Behold the humble washing machine drum. Once it agitated and spun and lathered all manner of clothing in its capacious interior. Yanked out of its boxy metal shell it was allowed to get rusty and dented, until I got ahold of it and turned it into a OOAK planter for several large echeverias. Now it’s sitting pretty — dings and all — with its matching ruffled succulent headgear.
Lastly, an OOAK folk art turtle, moseys across the landscape, memories of its previous life as an oil drum playing wildly in its head. Wait, or is it a turkey with a shell on its back wondering where its feathers and wattle got off to? Some visitors have weighed in for either, or both, and it’s okay.
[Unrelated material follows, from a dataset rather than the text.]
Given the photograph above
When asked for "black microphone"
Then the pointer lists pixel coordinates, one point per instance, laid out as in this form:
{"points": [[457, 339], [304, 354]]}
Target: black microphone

The OOAK life can be uncertain and what looks like one thing to one person can seem like something else to another. Whatever… all I know is that inside or out, the singular will always have a place of honor at the Rancho. OOAK is a-okay with me!
Sometimes i can’t believe my good fortune to live with so many entertaining OOAKs a step away. Thanks Reuben.
oh come on paulie, you and reuben are definitely your own OOAKs
So many cool things – but what I really notice is the way the green of your plants pop! Gorgeous.
Thanks for sharing … I hope you feel better very soon, Rueben.